In terms of pricing, the comparison between hospitalisation and home healthcare depends on the medical condition in question. For ins­ta­n­­ce, in the case of a patient who has suffered a neurological stroke, while the cost of a day’s hosp­italisation could be around Rs 6,000-8,000 or more, the cost of one month’s post-stroke rehabilitation by Nightingale would be Rs 35,000-Rs 40,000.

Nightingale has raised $25-26 million so far. It has also acquired a company in South Africa that ran home healthcare facilities for retired residential communities. Nightingale was a pioneer of sorts, now competitors like Healthcare At Home and Portea Medical Services have emerged.

One of the biggest impediments to growth for this sector is the fact that home healthcare in India is not covered by insurance. “Hospitali­sation is almost a requirement for insurance reimbursements. This has been one of the biggest deterrents to growth,” says Bali.

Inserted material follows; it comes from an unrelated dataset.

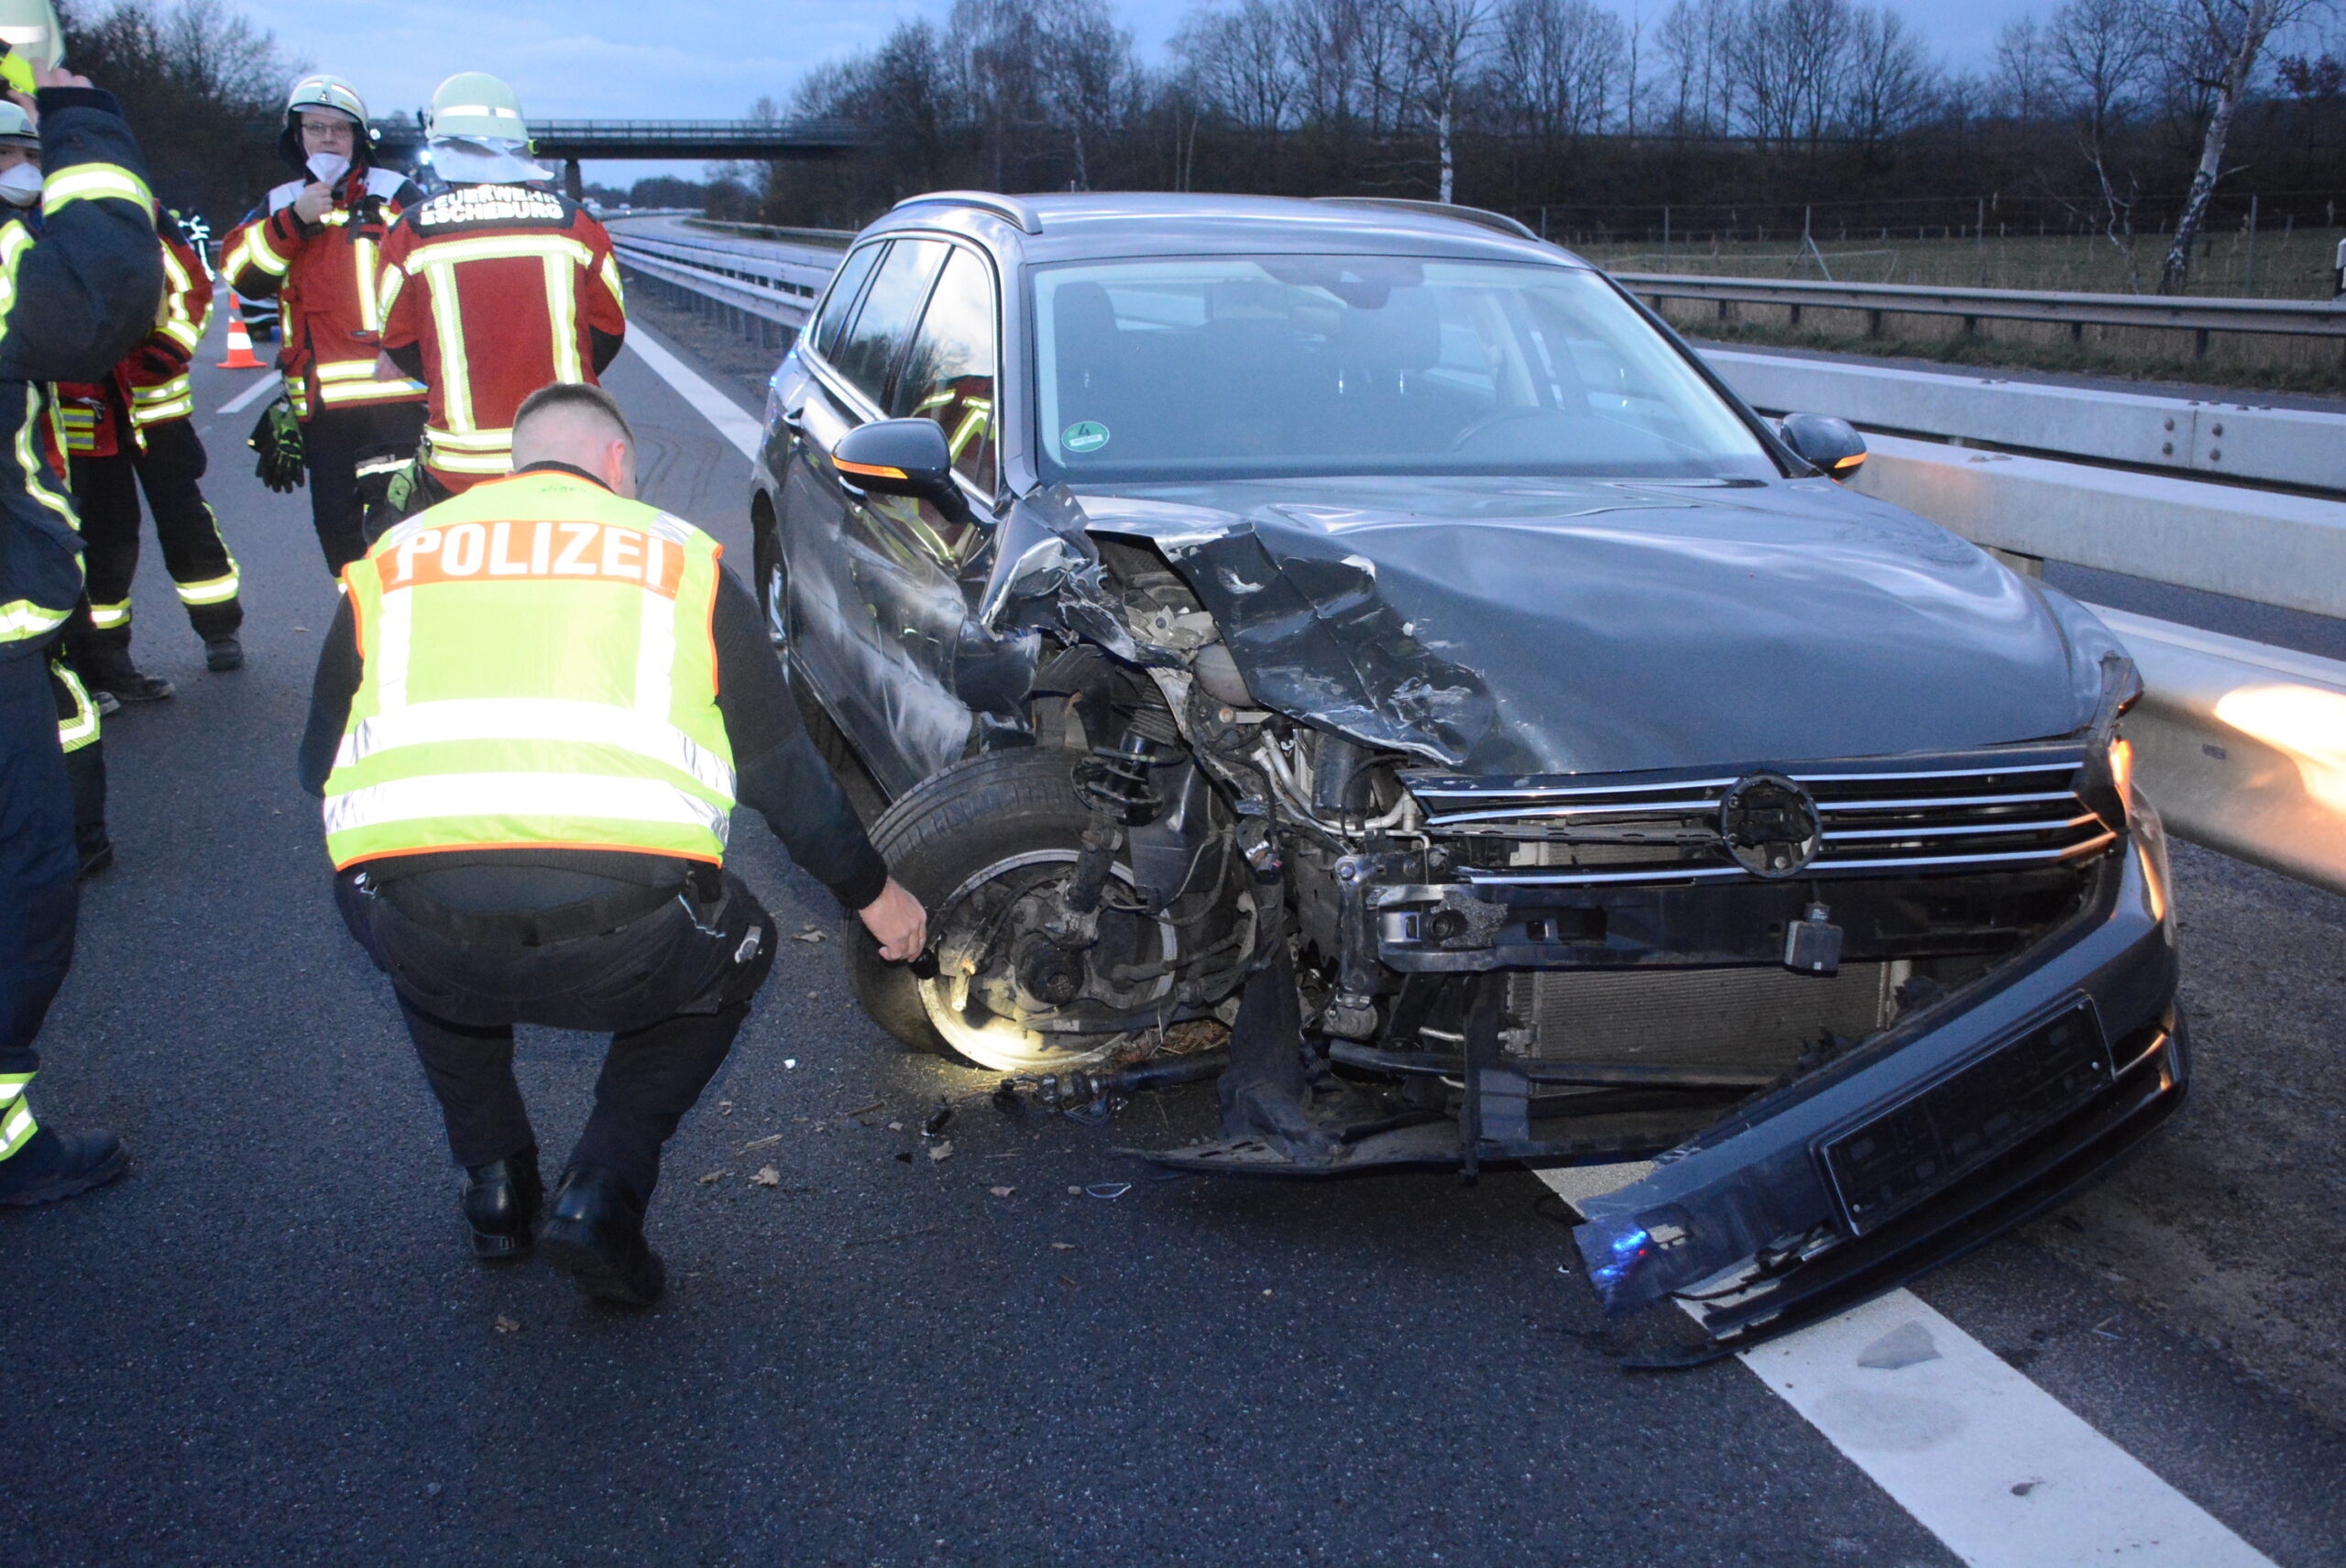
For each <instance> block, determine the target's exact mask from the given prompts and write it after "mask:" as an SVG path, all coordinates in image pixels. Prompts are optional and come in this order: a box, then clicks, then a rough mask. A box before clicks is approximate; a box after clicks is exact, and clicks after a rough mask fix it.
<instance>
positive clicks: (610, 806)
mask: <svg viewBox="0 0 2346 1568" xmlns="http://www.w3.org/2000/svg"><path fill="white" fill-rule="evenodd" d="M418 817H469V819H481V817H587V819H603V822H671V824H678V826H697V829H706V831H708V833H713V836H716V840H718V843H720V845H723V843H725V840H727V829H730V815H727V812H725V807H723V805H711V803H708V800H699V798H694V796H687V793H685V791H680V789H676V786H673V784H664V782H659V779H608V777H596V775H579V772H443V775H432V777H422V779H392V782H387V784H368V786H364V789H352V791H350V793H343V796H328V798H326V833H350V831H359V829H373V826H382V824H385V822H415V819H418ZM450 847H453V845H450Z"/></svg>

First, the Insurance Regulatory and Dev­e­lopment Authority of India has to recognise home healthcare as a means to provide health services, and insurance firms have to launch products for outside-hospital care. Some private insurance companies such as ICICI Lombard have come up with innovative products — for instance, it has created a product for cancer coverage — but most public firms don’t have any plan for medical coverage outside the hospital.

The pandemic has highlighted the stark need for home care. Bali says that if the segment had achieved the width, breadth and depth by now, it could have taken a lot of the load off India’s hospital network. Nightingale is managing around 22,000 Covid-positive families in Ben­g­aluru, Hyderabad, Chennai and Mumbai.

“This could be replicated all over the country,” says Bali, who has plans to expand Nightingale to 10 cities. But the acute shortage of trained manpower has been a hindrance.

Finding doctors has been especially tough. “The company was conceptualised on the premise that we would provide the entire ecosystem needed to give the care a patient needs at home,” he explains. The tradition of the family doctor, who was able but not a specialist, has waned, as most graduate doctors today tend to specialise in a particular area. “In general, India has failed to create enough talent, but the shortage is magnified in clinicians, nurses and doctors focused on general and internal medicine,” says Bali.